ACM warms up a cold night with stimulating mix of new music

Wed Jan 22, 2014 at 2:48 pm

By Wynne Delacoma

ACM collaborated with singer-songwriter Jennifer Hall Tuesday night at Architectural Artifacts.
ACM collaborated with singer-songwriter Jennifer Hall Tuesday night at Architectural Artifacts.

Access Contemporary Music is one of Chicago’s most innovative and adventurous new music organizations. It’s no wonder, then, that an overflow audience braved yet another round of snow and near-zero temperatures on Tuesday night to hear ACM musicians perform at the industrial-chic Architectural Artifacts space on North Ravenswood Avenue.

Titled “Vanishing Point,’’ the concert focused on the far horizon where, according to ACM founder Seth Boustead, the normally parallel streams of pop and classical music increasingly intersect. As is typical of his programming, the repertoire and performers were a stimulating, eclectic mix.

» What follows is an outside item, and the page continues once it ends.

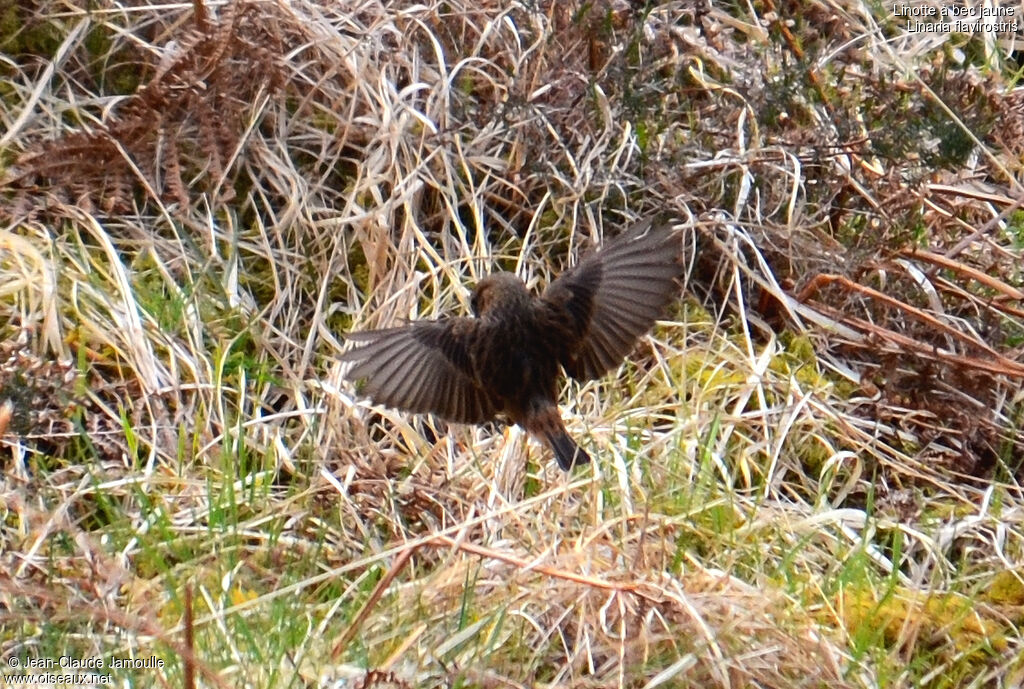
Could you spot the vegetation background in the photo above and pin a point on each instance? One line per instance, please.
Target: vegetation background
(807, 476)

One great pleasure of ACM concerts is the sense of venturing into the unknown; most of the music on Tuesday’s concert was either newly composed or newly arranged. But listeners also know that each piece will be played by gifted, passionately involved performers.

Three Pieces by Chicago composer William Jason Raynovich, a work originally written for soprano and cello, was re-imagined for jazz vocalist Christy Bennett accompanied by clarinet, cello and guitar.

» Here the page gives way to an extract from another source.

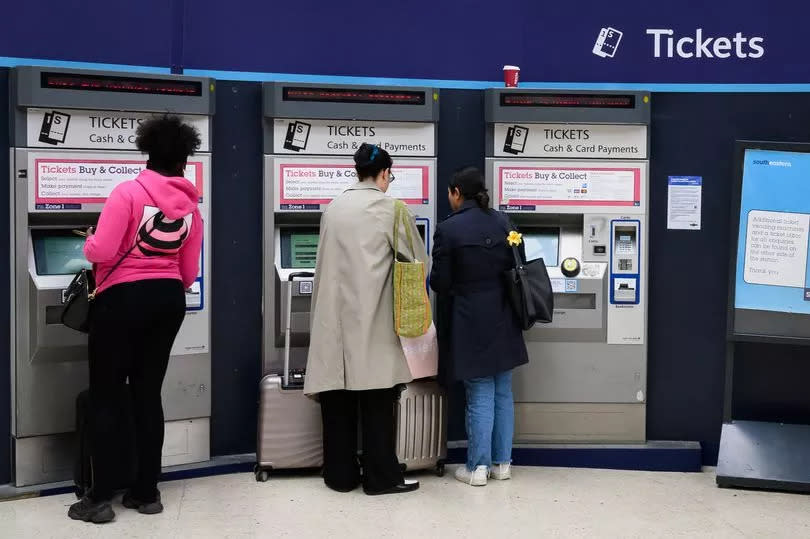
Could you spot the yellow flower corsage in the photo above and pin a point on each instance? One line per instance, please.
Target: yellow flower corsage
(514, 238)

I would have liked a printed text for the two e.e. cummings poems–“Into a Truly” and “World, Conceive a Man”—that were divided by an instrumental interlude. Bennett ‘s voice was sweet and supple, and her relaxed, soft-edged phrasing flowed with the relaxed confidence of a true jazz singer. At times, her words were difficult to understand, but Raynovich’s instrumental writing was intensely expressive. Christie Miller’s clear, dark clarinet and Alyson Berger’s mournful cello evoked an atmosphere of austere loneliness abetted by hushed interjections from Casey Nielsen’s guitar.

The program included Are You Worried About the Rising Cost of Funerals?, a 1994 piece with words and music by Errollyn Wallen whose five songs ranged from gospel-blues style to intricate modernism. Soprano Susan Nelson was backed by Palomar’s string quartet (Jeff Yang and Mark Agnor, violins; violist Ben Weber and Berger on cello).

With her clear, strong soprano, Nelson easily handled the shifts in mood. She romped merrily through the gospel-flavored “Beehive.” But she found a brooding depth in the unpredictable melodies that flowed seamlessly above the sometimes raw, urgent accompaniment in “End of My Days.”

Four composers affiliated with ACM wrote versions of four songs by the pop singer-song writer Beck.

Andy Costello, Brian Baxter, Michael Miller and Greg Steinke added inventive color to Beck’s catchy tunes and rhythms. Thanks to a microphone, Bennett’s voice sounded clear and expressive in the songs that combined folky simplicity with mordant shadows. Various combinations of flute, clarinet, violin, cello and electronic piano accompanied each piece. Hulya Alpakin’s relentless, galumphing piano added a comic but faintly chilling foundation to Costello’s arrangement of We All Wear Cloaks.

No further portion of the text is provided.